Gestamimetic amounts of progesterone enhance basal and glucose-stimulated insulin production. Contraceptive doses of synthetic progestins cause a moderate increase or no change in glucose-stimulated insulin production, depending on route of administration and species tested. Estrogens potentiate the insulinotropic effects of progesterone and the synthetic progestins. Basal serum triglyceride concentrations are generally unaffected by progesterone or 17 alpha-acetoxyprogesterone treatment but may decrease during 19-nortestosterone administration. Glucose tolerance does not change during treatment with gestamimetic doses of progesterone alone but may improve in rats and monkeys during concurrent estrogen administration. By contrast, deterioration of glucose tolerance is observed in women treated concurrently with synthetic estrogen plus 19-nortestosterone derivatives and, occasionally, with 19-nortestosterone derivatives alone. No consistent changes in glucose metabolism have been observed after treatment with 17 alpha-acetoxyprogesterone derivatives alone. The cause of the species-related differences in glucose metabolism during 19-nortestosterone treatment is obscure.

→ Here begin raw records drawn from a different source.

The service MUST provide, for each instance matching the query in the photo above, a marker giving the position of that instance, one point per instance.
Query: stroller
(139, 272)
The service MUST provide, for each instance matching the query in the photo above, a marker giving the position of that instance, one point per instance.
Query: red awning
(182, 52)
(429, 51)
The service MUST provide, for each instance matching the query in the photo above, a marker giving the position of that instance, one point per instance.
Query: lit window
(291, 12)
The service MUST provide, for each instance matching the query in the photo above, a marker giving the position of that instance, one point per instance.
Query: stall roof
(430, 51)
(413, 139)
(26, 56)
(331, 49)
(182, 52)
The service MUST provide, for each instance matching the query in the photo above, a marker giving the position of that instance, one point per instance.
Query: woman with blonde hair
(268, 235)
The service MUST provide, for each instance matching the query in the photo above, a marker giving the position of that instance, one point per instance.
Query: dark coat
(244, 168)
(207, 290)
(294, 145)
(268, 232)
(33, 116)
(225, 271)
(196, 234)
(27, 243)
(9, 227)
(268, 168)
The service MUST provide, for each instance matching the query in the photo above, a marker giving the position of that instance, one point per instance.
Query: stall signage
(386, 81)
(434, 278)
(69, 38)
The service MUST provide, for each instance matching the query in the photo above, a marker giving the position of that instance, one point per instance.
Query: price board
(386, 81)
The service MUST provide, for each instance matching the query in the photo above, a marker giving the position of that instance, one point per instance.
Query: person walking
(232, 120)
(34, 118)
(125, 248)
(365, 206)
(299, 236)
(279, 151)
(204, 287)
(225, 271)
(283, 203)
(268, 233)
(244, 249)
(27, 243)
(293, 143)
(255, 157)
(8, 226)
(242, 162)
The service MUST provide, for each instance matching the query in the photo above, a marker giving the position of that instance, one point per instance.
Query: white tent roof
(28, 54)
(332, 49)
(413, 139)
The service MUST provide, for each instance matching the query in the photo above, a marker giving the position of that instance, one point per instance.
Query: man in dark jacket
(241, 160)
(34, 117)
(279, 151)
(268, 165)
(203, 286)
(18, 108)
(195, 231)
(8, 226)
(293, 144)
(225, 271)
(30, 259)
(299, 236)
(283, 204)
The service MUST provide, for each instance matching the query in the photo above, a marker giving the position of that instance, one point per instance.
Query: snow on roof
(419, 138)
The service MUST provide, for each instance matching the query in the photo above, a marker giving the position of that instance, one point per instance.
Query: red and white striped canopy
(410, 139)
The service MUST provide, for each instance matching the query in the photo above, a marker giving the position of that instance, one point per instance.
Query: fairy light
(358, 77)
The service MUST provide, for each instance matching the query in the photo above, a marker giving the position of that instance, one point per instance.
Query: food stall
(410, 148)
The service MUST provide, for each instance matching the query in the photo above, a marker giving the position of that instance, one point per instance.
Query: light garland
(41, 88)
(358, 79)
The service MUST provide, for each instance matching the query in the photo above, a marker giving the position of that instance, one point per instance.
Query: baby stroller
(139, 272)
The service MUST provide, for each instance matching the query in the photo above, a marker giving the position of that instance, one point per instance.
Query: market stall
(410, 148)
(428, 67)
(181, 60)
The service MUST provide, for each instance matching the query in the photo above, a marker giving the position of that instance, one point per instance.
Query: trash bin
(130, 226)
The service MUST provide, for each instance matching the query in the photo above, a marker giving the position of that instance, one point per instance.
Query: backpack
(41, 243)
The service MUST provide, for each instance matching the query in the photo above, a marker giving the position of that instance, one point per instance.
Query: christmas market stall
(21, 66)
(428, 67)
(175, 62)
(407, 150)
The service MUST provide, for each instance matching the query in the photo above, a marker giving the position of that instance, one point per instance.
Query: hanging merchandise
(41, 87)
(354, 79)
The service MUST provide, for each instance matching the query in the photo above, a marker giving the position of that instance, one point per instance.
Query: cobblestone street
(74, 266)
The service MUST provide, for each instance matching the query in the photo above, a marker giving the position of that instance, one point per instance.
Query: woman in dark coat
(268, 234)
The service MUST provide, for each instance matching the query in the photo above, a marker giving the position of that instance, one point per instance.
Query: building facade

PIP: Literature on the effect of progestins on glucose and lipid metabolism is reviewed. Progesterone, in doses mimicking pregnancy, enhances basal and glucose-stimulated insulin production. Synthetic progestins, in contraceptive doses, have no effect, or produce a moderate increase in glucose-stimulated production, depending on the route of administration and the species studied. The insulinotropic effects of progesterone and synthetic progestins are potentiated by estrogens. Generally, basal serum triglyceride concentrations are unaltered by progesterone or 17alpha-acetoxy-progesterone, though they may be decreased by 19-nortestosterone. Progesterone, in doses mimicking pregnancy, does not affect glucose tolerance. However, the concurrent administration of estrogen may improve glucose tolerance in rats and monkeys. Conversely, the administration of synthetic estrogen in combination with 19-nortestosterone derivatives impairs glucose tolerance in women; in some cases, 19-nortestosterone derivatives alone also have this effect. No consistent alterations in glucose metabolism have been observed with 17alpha-acetoxyprogesterone derivatives alone. The reasons for the species-related differences in glucose metabolism during treatment with 19-nortestosterone remains to be elucidated.